For most of us, rape is a crime so vile and disgusting as to be unimaginable. But I want to challenge you reader, male or female. Imagine you are in a position of physical dominance, yet you feel weak and ineffectual in your life. Maybe girls sleep with you often, sometimes, or hardly ever. Regardless, you feel the need to exert agency in a world that seems to be spinning violently out of control. This is a natural sub-conscious desire that most of us satisfy through work, play or (healthy) sexual activity. Yet you can’t get that satisfaction, no matter what you do. So you get drunk one night, really drunk, meet an equally drunk girl at a bar and take her back to her apartment. You’re pushing for sex, but she says no. But you’re belligerently drunk and horny and you know she can’t stop you. She might not even remember your name. So you tell her to shut-up while you get yours. Anyone who knows what it’s like to get belligerent knows how irrational you become. You finish, smash her cell phone and leave. Imagine it. Put yourself in the rapists’ position, I dare you.
You ought to feel pretty disgusted. You just inflicted a most terrible amount of physical and psychological torment on a fellow human being who did not deserve it. You added one more number to the roughly 90,000 reported rapes that occur each year. Yet you will most likely get away with it. Only 25% of the time arrests are made in response to a reported rape, about 22,500 people. About 200 of those people will get convicted according to Department of Justice statistics. That is .8%. Not 8%. Less than one percent of those arrested for rape will be convicted.

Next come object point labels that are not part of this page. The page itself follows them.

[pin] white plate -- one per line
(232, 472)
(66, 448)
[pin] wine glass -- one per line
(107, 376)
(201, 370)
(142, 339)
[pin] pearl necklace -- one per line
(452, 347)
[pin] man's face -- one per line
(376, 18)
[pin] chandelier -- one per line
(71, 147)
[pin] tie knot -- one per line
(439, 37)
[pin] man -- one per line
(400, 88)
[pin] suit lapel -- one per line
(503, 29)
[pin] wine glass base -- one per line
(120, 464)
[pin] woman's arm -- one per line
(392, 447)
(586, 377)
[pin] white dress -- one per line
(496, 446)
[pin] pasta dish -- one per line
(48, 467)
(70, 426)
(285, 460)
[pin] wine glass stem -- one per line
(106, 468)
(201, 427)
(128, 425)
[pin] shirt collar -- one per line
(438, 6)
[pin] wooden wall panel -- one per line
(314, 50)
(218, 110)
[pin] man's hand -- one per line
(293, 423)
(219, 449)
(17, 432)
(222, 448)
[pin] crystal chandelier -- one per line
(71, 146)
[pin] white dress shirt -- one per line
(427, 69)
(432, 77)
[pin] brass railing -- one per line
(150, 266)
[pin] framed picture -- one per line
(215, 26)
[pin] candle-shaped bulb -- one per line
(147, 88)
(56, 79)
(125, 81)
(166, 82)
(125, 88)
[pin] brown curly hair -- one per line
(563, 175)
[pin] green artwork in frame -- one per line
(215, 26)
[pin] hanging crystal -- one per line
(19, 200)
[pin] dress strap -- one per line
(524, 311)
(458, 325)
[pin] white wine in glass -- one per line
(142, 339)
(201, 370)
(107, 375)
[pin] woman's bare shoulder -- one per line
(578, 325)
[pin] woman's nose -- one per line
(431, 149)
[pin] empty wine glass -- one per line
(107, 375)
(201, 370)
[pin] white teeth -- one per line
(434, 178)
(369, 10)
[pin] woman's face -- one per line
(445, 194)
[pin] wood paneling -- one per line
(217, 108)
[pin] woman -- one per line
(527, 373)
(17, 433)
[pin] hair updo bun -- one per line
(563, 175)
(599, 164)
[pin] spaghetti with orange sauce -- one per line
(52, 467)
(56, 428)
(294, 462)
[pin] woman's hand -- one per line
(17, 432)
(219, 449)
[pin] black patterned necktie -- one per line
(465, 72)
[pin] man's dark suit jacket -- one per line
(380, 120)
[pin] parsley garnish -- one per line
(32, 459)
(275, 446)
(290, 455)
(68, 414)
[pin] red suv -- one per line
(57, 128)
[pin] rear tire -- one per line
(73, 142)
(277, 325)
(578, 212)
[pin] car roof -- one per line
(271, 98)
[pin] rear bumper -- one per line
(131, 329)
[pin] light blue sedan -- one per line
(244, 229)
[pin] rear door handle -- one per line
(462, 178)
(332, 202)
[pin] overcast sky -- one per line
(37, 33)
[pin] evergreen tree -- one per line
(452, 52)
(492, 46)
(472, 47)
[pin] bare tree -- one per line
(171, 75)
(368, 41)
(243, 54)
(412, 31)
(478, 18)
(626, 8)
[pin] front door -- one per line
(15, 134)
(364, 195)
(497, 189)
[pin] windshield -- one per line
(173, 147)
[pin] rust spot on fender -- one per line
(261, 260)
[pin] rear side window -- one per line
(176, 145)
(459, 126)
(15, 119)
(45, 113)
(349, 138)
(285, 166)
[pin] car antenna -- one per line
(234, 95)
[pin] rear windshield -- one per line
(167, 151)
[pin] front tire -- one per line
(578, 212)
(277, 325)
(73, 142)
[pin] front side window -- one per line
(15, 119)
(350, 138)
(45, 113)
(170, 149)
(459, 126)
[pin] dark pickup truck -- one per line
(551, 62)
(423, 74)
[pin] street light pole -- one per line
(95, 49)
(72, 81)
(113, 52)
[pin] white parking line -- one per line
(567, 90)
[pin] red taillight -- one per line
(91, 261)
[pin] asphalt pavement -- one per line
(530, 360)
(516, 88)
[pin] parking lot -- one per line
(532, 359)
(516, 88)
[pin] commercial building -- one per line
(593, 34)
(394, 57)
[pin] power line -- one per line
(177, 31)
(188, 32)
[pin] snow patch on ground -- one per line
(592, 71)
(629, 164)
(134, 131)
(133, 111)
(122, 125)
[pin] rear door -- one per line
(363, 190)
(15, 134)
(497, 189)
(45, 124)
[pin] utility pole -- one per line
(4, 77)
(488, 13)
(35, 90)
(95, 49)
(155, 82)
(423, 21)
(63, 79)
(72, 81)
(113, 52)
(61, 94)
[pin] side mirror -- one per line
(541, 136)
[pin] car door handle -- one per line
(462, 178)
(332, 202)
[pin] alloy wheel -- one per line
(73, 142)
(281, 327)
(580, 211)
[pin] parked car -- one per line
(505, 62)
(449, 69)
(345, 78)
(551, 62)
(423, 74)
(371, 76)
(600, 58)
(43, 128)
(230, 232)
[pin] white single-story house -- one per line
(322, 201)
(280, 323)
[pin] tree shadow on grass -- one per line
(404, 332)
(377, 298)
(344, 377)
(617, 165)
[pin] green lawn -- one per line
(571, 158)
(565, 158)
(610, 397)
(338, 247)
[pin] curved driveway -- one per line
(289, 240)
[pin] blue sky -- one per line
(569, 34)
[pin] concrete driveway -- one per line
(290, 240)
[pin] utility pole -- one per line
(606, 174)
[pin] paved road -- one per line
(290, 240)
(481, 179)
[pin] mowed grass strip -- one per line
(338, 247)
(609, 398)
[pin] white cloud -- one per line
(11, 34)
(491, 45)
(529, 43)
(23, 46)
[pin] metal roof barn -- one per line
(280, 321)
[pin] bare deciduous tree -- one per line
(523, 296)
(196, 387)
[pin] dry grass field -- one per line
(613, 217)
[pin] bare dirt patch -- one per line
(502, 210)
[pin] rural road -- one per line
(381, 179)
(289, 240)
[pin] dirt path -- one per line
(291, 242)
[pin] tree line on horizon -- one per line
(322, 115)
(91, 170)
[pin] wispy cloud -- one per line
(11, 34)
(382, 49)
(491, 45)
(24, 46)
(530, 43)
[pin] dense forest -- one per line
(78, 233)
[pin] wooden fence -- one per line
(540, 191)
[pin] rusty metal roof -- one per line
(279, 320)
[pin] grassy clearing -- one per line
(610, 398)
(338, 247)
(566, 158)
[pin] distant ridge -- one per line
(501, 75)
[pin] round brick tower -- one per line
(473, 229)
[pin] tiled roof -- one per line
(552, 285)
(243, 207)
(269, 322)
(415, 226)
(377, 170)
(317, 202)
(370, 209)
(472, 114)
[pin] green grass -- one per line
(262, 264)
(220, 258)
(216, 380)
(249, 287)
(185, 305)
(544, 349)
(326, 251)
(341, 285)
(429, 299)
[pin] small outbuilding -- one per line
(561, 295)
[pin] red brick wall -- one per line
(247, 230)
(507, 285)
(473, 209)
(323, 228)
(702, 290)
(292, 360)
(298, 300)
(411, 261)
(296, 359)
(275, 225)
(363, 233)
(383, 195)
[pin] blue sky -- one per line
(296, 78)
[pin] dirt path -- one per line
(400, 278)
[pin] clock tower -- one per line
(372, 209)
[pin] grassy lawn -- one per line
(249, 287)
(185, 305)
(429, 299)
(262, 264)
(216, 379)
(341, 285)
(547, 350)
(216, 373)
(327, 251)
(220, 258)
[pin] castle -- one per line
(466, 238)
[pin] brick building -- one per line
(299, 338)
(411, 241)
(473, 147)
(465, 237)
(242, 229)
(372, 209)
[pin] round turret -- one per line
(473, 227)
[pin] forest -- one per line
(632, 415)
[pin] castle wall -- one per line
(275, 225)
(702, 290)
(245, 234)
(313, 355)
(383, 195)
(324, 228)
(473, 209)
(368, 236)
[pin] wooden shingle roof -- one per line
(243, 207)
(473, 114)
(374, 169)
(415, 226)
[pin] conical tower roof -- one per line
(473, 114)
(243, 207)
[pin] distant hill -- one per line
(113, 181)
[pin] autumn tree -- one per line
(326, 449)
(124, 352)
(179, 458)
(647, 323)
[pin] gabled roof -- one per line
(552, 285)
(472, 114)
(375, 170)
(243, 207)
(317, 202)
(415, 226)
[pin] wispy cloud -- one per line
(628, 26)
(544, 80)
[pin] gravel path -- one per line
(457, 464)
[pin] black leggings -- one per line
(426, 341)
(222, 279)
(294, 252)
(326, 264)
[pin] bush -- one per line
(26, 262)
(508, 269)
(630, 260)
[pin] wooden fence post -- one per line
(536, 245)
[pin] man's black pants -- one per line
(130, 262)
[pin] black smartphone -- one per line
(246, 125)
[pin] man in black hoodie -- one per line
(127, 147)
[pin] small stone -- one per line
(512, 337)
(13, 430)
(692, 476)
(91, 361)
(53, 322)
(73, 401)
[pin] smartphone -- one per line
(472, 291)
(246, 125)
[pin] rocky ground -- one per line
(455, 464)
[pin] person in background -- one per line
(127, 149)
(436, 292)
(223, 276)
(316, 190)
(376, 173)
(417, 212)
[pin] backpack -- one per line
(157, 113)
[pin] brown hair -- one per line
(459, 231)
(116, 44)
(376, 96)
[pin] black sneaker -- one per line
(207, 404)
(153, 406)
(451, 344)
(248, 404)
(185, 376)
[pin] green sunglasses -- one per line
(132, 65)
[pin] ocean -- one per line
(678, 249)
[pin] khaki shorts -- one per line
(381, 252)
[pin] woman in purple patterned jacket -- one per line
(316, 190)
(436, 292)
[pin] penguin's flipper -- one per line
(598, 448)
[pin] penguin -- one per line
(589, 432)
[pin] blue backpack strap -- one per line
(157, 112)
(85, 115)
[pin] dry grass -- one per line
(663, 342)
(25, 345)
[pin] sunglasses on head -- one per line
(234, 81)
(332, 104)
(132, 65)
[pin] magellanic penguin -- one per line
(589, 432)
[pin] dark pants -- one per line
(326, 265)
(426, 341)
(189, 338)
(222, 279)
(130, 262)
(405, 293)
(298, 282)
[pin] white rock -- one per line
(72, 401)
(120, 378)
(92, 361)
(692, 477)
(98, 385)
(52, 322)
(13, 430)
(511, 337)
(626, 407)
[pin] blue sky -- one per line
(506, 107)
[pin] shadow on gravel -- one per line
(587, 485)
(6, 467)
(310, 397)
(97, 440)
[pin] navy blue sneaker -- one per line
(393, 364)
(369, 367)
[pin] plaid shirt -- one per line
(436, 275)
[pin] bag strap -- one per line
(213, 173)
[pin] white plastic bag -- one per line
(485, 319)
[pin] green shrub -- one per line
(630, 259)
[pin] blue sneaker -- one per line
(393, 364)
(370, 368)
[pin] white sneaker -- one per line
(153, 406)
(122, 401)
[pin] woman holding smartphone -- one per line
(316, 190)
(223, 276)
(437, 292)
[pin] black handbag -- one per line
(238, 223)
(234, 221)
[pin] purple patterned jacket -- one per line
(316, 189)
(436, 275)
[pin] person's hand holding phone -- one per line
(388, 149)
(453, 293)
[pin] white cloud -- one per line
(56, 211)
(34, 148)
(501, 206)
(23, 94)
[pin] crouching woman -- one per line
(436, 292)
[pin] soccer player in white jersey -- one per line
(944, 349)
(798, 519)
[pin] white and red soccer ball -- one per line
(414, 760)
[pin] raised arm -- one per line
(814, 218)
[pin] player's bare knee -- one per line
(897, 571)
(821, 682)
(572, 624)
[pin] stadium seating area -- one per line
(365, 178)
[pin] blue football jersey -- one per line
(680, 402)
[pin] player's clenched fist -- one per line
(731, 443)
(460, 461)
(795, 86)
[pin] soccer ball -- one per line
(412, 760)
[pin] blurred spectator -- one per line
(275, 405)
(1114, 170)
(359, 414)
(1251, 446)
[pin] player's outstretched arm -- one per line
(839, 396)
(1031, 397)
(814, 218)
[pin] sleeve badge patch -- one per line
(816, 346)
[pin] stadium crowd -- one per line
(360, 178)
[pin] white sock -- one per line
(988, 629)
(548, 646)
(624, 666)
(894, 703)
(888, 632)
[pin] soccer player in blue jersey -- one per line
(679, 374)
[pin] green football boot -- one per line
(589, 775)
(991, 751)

Between 15 and 20 percent of women admit to being raped. Not sexually harassed or assaulted. Raped. That means as many as one in five women will be raped in their lives. You probably don’t know who they are, but you certainly know more than one woman who has been raped. Just this past April, the College of Charleston baseball team got away with gang-rape.
The girl was clearly raped by at least one individual, if not more. Yet the College refused to allow outside police forces handle the investigation, and those who did were clearly not trained to handle it. No one was arrested. One student was expelled. Now google Stuebenville, if you haven’t already. Apparently successful sports teams are more important than justice for rape victims. So I ask you, is this evidence of a just and free society?
We supposedly live in a free country, yet women cannot do the same things as men and feel safe. And as men, we don’t want to even think about rape. The unspoken consensus seems to be that they secretly want it even when they act like they don’t. Or we point to the rare false accusation that gets a ton of media attention (Duke Lacrosse and Kobe Bryant) as evidence that rape is not that big of a problem. No means yes, we even joke sometimes. I asked a fellow student once, “When do you stop?” “When they call the police,” he responded. He was joking… I think. These statistics and stories point to a larger issue in our society. Rape is a forgotten problem, hushed up and shoved under the rug. It transcends race and class, the traditional markers that divide crime. Gun violence is usually a minority crime. Theft is a poor crime. Drug crimes are a poor and minority issue. Rape cannot be easily compartmentalized and no simplified solutions can be blathered about in the media so we ignore it. But it is a serious and pressing problem for a country that considers itself an international leader in human rights. We condemn the treatment of women in the Middle East and India yet our own justice system and culture does so little for sexual victims in our own country.
Indeed, it reveals that we still live in a chauvinistic patriarchy. It is easy to make fun of Women and Gender Studies majors for their demands for political correct terminology and sometimes pathological hatred of men. I took a Human Sexuality Course once that should have been called “Why men can only barely suppress their urge to anally rape every female they see.” But people must recognize that every woman is a victim, at the very least, of sexual harassment throughout their lives. Then their anger should become understandable. Men have physically controlled and abused women in Western society since the dawn of civilization. But that doesn’t make it right, especially now that we advanced to a point at which we consider all people equal. I hate to say that we should stop making rape jokes, but maybe it really does evidence that men consider rape (in certain circumstance) an acceptable or inevitable behavior, such as we do with murder. Yet are we constantly arguing over ways to reduce murder rates. Where is this discussion in relation to rape?